A. Jalan Pejaten - Jalan Jati Barat

Perjalanan kami dimulai dari Jl. Pejaten, sebuah kawasan yang menjadi lokasi sekolah kami berada. Tour guide kami, Fajril, menjelaskan bahwa secara historis, Pejaten merupakan salah satu kelurahan di wilayah Pasar Minggu, Jakarta Selatan. Pada masa kolonial, wilayah ini dikenal dengan nama Kalibata Lenteng Agung. Meski memiliki kemiripan nama dengan Kalibata dan Lenteng Agung, Pejaten sebenarnya berkembang sebagai wilayah yang terpisah dan memiliki sejarah serta perkembangan tersendiri yang unik dari waktu ke waktu.

Kami melanjutkan perjalanan melewati Pejaten Village, yang dulunya dikenal sebagai Pejaten Mall. Fajril menjelaskan kalau pusat perbelanjaan ini pertama kali dibangun pada tahun 1991, dan awalnya dikelola oleh Kentjana Widjaja bersama Pacific Star Properties.

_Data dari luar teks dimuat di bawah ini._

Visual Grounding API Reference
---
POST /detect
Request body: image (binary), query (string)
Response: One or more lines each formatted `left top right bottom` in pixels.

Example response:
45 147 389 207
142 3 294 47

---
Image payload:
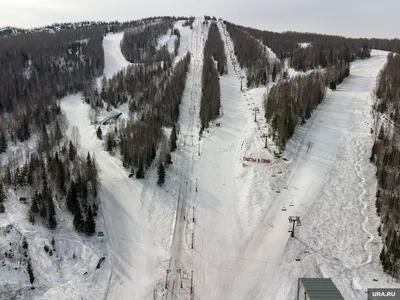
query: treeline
105 53 190 178
231 21 370 68
83 61 171 112
121 19 179 63
264 72 326 151
370 54 400 277
0 128 98 235
376 53 400 126
182 17 195 29
204 22 228 75
0 16 194 36
200 22 228 134
225 22 272 87
225 22 370 72
0 28 104 151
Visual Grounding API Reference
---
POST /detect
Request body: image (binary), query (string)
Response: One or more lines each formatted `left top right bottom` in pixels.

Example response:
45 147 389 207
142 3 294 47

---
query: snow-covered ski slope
61 19 208 300
166 18 208 299
193 25 391 299
61 19 396 300
61 33 158 299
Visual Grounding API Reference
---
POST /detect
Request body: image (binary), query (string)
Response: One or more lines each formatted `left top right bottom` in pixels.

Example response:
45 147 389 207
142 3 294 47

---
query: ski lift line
195 251 276 276
106 237 285 265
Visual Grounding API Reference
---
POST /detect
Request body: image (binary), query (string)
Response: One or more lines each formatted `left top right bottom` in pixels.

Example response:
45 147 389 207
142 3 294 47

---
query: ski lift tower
289 216 301 237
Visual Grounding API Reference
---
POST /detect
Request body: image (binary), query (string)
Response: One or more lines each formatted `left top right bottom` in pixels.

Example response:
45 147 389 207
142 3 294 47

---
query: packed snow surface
54 19 396 300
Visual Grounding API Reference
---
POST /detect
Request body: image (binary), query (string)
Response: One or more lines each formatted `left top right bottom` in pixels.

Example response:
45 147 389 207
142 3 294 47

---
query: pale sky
0 0 400 38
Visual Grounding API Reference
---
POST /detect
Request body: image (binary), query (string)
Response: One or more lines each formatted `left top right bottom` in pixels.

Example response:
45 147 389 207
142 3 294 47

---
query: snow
61 20 207 300
194 47 398 299
298 42 311 48
0 169 106 300
174 20 194 63
156 29 178 53
97 32 130 87
0 18 399 300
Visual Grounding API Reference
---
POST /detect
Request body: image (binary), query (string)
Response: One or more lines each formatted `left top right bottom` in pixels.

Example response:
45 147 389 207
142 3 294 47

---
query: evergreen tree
378 125 385 140
170 124 177 152
68 140 76 160
0 131 7 153
73 205 84 232
136 161 144 179
96 126 103 140
46 193 57 229
165 153 172 165
27 261 35 284
85 206 96 235
272 64 277 82
0 182 6 203
54 121 63 144
157 162 165 186
67 180 79 214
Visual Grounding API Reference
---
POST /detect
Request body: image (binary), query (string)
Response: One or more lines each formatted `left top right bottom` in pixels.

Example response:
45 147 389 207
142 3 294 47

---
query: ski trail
355 141 374 267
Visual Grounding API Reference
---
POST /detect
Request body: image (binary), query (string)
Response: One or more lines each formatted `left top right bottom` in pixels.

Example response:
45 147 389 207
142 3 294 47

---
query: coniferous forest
264 72 326 151
200 21 228 133
370 53 400 276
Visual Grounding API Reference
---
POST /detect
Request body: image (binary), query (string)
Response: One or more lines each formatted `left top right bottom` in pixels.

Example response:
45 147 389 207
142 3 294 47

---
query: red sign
243 156 271 164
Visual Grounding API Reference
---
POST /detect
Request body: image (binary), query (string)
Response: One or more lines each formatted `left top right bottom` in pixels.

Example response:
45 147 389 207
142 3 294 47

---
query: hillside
0 16 399 300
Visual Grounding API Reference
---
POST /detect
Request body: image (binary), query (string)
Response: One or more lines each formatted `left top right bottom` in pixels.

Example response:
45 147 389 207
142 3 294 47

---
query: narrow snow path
61 33 156 300
232 51 394 299
193 23 252 299
167 18 208 299
189 43 396 299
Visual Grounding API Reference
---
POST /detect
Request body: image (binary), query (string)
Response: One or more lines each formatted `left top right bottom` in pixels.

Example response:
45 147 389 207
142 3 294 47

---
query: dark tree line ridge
200 22 227 134
370 53 400 278
264 71 326 151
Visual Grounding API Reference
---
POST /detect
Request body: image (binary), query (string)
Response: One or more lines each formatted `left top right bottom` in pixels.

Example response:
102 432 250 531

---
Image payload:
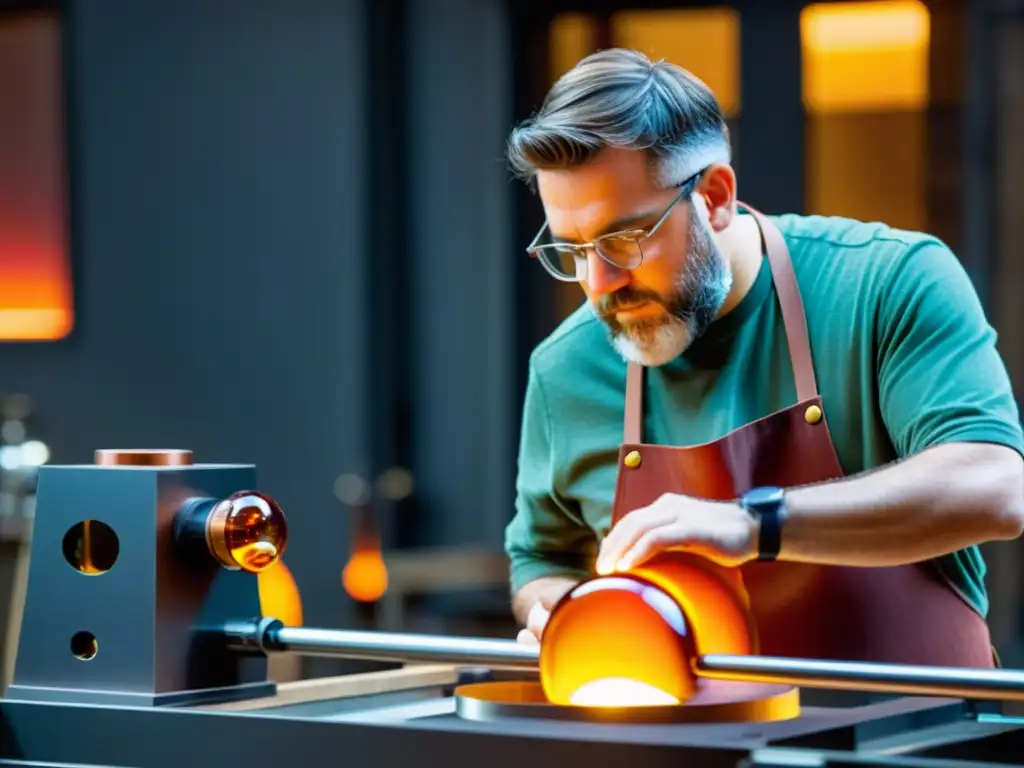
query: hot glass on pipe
218 555 1024 706
223 618 1024 700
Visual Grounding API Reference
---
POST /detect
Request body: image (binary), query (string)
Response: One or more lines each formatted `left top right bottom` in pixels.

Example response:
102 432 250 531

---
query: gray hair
508 48 732 187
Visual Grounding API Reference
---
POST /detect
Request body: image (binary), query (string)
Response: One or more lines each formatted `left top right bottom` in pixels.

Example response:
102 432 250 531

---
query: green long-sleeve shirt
506 215 1024 615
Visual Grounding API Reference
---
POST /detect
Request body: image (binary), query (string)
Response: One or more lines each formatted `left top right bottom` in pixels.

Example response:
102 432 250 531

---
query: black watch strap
742 487 785 562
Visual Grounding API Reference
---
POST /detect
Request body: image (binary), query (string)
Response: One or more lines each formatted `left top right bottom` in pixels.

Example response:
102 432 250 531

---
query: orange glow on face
341 547 387 603
256 560 302 627
0 12 74 341
540 553 758 707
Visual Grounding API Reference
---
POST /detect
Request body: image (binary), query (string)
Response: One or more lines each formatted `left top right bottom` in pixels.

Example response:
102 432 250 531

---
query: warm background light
0 12 74 341
800 0 931 112
341 546 387 603
801 0 931 230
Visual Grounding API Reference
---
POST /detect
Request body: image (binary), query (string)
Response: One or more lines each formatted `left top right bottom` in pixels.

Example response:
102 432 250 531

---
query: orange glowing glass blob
256 560 302 627
540 553 758 707
220 490 288 573
341 546 388 603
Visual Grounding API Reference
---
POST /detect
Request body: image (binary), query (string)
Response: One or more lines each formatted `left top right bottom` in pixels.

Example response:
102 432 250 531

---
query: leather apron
612 205 993 668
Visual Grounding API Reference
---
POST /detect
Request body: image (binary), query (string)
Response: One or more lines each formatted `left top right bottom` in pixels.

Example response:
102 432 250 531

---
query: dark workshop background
0 0 1024 675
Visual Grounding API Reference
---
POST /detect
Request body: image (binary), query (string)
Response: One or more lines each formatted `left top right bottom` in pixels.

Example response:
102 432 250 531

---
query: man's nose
587 251 630 297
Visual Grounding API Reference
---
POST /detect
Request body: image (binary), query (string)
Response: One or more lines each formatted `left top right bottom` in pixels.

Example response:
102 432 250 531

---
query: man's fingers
515 630 541 645
618 525 688 570
526 603 551 637
597 507 675 574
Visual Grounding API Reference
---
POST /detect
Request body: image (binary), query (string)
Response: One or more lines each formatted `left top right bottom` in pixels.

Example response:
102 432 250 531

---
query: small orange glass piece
219 490 288 573
540 553 758 707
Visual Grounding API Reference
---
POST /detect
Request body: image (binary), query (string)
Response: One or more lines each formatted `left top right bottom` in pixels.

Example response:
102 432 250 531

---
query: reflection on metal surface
94 449 193 467
455 681 800 723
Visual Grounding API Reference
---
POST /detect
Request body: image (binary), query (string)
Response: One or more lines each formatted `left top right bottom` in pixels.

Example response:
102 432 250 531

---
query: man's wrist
739 485 785 561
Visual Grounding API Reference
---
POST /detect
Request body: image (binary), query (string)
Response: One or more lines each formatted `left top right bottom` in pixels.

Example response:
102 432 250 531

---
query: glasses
526 170 703 283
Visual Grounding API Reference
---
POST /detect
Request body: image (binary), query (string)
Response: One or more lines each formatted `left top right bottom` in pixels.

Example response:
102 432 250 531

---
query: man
506 50 1024 667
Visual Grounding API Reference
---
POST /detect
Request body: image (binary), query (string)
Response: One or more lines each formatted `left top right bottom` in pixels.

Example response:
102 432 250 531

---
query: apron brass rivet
804 406 821 424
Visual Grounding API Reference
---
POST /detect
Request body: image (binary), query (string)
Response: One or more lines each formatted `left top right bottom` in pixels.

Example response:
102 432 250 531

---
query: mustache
597 287 665 315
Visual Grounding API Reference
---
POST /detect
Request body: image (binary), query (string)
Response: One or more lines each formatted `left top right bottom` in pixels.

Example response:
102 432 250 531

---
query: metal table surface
0 685 1024 768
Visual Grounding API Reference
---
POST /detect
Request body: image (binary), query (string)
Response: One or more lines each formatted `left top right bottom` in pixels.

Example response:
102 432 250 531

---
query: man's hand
514 577 578 645
597 494 759 573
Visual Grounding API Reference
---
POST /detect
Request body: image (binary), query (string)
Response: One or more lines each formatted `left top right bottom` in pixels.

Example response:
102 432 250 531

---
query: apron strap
623 203 818 445
739 203 818 402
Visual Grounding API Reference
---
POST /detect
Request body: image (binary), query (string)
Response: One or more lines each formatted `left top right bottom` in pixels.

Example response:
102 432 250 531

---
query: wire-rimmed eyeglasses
526 170 703 283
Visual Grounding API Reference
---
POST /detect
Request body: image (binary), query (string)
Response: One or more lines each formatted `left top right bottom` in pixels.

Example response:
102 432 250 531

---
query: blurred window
801 0 931 229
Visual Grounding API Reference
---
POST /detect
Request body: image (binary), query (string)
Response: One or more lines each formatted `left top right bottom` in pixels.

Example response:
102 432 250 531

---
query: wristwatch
739 485 785 561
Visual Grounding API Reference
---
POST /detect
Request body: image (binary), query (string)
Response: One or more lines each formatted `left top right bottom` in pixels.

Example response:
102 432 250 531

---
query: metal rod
694 654 1024 700
224 618 1024 700
222 618 539 670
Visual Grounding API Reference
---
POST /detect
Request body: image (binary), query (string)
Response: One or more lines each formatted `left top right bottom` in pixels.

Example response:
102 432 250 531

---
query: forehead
537 148 664 239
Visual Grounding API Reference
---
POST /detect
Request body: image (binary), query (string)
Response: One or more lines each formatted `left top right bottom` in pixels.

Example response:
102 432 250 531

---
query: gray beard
595 219 732 367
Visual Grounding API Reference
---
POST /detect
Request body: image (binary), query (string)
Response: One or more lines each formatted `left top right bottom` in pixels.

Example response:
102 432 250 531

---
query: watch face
743 485 782 504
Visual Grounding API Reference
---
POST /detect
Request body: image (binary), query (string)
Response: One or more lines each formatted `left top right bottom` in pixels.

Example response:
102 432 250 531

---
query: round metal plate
94 449 193 467
455 680 800 723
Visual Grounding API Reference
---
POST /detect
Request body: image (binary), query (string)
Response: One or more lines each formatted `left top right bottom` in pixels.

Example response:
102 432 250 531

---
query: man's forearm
779 443 1024 566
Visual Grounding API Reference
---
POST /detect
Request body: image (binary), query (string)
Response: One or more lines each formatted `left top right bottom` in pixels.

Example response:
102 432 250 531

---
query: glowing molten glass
216 490 288 573
256 560 302 627
540 553 757 707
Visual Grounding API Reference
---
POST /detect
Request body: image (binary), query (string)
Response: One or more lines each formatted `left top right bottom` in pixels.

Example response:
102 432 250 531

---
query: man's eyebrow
551 211 662 244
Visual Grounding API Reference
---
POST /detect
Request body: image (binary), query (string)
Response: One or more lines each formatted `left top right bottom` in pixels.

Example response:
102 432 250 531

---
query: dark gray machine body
7 465 274 706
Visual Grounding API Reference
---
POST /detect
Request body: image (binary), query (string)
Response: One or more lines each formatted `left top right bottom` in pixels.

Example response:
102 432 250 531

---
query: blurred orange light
341 547 388 603
800 0 931 113
0 11 75 341
540 553 758 707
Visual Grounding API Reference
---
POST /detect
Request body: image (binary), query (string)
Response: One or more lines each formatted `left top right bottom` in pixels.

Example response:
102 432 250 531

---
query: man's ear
697 165 736 231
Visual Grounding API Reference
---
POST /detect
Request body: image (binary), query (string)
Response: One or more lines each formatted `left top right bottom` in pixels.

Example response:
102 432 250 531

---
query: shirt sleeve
505 360 597 592
877 241 1024 458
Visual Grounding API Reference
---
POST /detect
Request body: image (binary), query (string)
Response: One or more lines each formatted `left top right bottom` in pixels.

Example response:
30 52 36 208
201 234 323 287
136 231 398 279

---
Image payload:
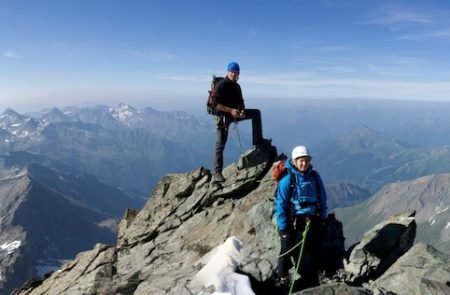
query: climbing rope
289 219 311 294
278 219 311 294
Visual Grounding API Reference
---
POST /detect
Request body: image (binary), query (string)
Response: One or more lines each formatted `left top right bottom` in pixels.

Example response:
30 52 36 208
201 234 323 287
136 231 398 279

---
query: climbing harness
234 120 244 154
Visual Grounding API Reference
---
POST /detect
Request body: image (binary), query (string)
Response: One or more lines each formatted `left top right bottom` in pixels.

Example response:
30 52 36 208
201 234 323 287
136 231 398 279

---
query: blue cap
228 61 240 72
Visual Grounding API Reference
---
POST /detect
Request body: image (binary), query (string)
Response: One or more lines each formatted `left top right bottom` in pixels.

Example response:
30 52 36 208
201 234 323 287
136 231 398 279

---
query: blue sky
0 0 450 111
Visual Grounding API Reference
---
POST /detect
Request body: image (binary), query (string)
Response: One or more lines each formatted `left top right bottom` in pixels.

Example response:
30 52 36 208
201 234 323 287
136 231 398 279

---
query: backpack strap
311 170 321 215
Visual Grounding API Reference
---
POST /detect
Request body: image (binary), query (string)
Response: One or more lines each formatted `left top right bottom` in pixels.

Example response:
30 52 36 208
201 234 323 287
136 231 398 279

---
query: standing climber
213 62 270 182
275 146 327 290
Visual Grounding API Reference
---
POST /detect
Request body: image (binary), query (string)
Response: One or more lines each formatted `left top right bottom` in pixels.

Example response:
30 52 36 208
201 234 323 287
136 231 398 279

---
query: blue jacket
275 160 327 231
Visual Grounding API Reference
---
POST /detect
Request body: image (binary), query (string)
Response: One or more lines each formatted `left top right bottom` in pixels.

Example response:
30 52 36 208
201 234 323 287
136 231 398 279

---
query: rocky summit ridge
13 147 450 295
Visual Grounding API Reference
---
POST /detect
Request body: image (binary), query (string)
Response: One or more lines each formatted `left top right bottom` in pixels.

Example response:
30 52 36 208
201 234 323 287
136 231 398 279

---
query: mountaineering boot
212 171 225 182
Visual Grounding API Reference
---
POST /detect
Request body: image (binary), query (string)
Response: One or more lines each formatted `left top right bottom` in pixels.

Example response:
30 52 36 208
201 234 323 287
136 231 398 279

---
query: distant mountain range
0 104 223 198
313 127 450 192
0 152 140 294
335 173 450 253
0 102 450 294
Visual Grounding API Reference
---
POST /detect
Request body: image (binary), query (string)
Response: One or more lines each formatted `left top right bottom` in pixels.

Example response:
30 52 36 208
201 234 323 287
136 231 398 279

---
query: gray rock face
369 243 450 295
345 212 416 285
13 147 450 295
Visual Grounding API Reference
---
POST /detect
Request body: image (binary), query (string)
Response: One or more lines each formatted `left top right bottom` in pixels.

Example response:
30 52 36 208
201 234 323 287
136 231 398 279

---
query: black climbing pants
214 109 263 172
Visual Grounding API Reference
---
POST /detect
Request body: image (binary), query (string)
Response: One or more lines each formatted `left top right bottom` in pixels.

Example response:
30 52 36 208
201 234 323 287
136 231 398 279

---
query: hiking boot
212 172 225 182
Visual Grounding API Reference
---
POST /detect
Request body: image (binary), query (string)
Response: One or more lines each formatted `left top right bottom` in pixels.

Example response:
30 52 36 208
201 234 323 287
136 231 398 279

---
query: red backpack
206 75 225 115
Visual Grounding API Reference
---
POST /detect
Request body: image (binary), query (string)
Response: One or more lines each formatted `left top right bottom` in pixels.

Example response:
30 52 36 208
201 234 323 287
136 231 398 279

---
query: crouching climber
275 146 327 291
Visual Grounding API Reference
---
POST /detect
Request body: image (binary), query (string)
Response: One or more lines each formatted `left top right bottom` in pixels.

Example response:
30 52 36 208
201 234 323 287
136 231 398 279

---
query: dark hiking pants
214 109 263 172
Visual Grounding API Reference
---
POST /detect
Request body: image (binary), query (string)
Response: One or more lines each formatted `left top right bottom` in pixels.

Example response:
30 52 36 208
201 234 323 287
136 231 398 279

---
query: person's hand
280 230 291 240
231 109 241 119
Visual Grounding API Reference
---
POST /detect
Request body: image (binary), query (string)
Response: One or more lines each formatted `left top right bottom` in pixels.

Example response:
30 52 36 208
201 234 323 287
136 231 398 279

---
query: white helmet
292 145 311 160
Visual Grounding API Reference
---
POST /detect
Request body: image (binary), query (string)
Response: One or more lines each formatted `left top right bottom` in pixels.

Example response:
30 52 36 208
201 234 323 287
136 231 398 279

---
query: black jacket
214 77 244 110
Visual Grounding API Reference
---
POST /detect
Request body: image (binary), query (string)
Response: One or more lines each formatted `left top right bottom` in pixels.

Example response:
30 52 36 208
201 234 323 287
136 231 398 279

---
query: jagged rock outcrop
345 212 416 285
369 243 450 295
14 149 450 295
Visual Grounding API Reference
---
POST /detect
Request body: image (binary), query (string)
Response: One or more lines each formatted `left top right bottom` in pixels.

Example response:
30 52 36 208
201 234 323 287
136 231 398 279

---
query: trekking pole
234 121 244 154
289 219 311 294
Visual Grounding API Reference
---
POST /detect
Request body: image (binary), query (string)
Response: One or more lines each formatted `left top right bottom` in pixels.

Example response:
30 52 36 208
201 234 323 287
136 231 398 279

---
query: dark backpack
206 75 225 115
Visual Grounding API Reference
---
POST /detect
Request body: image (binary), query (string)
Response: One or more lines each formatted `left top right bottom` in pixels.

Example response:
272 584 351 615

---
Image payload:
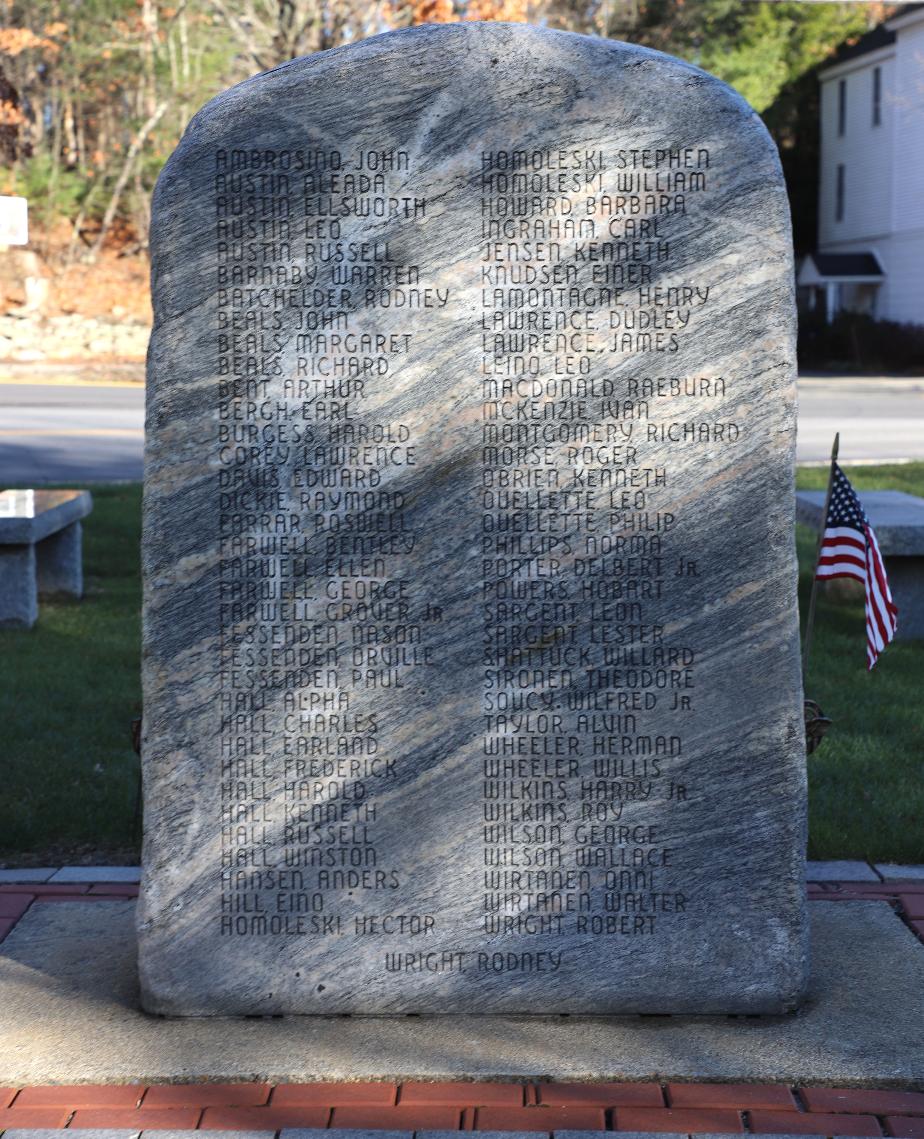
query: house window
834 162 844 221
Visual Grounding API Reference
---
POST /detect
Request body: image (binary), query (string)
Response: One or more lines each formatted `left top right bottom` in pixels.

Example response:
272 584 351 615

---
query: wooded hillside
0 0 896 307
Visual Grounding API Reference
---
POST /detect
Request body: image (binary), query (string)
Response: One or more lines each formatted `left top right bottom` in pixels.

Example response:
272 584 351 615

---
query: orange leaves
0 25 60 56
465 0 526 24
411 0 528 24
0 99 26 126
411 0 456 24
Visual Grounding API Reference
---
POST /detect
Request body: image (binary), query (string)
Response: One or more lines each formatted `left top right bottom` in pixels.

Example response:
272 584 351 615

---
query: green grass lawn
0 462 924 866
796 462 924 862
0 484 141 866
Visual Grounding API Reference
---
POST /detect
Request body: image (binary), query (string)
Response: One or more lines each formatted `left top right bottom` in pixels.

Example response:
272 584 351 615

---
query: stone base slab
0 901 924 1088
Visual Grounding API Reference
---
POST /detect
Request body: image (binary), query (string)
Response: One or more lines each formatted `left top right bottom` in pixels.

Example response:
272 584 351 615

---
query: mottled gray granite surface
795 490 924 557
139 24 807 1016
0 901 924 1089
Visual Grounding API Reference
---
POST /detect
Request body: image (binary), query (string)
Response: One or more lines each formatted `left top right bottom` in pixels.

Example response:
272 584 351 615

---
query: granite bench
795 491 924 640
0 490 93 629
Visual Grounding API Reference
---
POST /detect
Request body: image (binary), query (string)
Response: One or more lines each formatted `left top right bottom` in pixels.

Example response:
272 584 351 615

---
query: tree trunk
87 99 170 262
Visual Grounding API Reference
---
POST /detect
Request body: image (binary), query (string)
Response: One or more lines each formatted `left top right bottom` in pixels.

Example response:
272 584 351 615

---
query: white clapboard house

Pada tahun 2008, kepemilikannya secara penuh diambil alih oleh Lippo Group melalui LMIR-Trust, dan mall ini pun masuk ke dalam portofolio PT Lippo Karawaci Tbk. Sejak saat itu, Pejaten Mall mengalami perubahan besar, termasuk pergantian nama menjadi Pejaten Village, serta perombakan total pada desain fasad gedungnya. Renovasi ini dimulai pada tahun 2007 dan selesai di tahun 2008. Kemudian, pada tanggal 30 Januari 2023, PT NWP Retail mengambil alih sepenuhnya pengelolaan gedung ini dan memulai renovasi besar lainnya. Nama gedung pun kembali berubah, kali ini menjadi The Park Pejaten.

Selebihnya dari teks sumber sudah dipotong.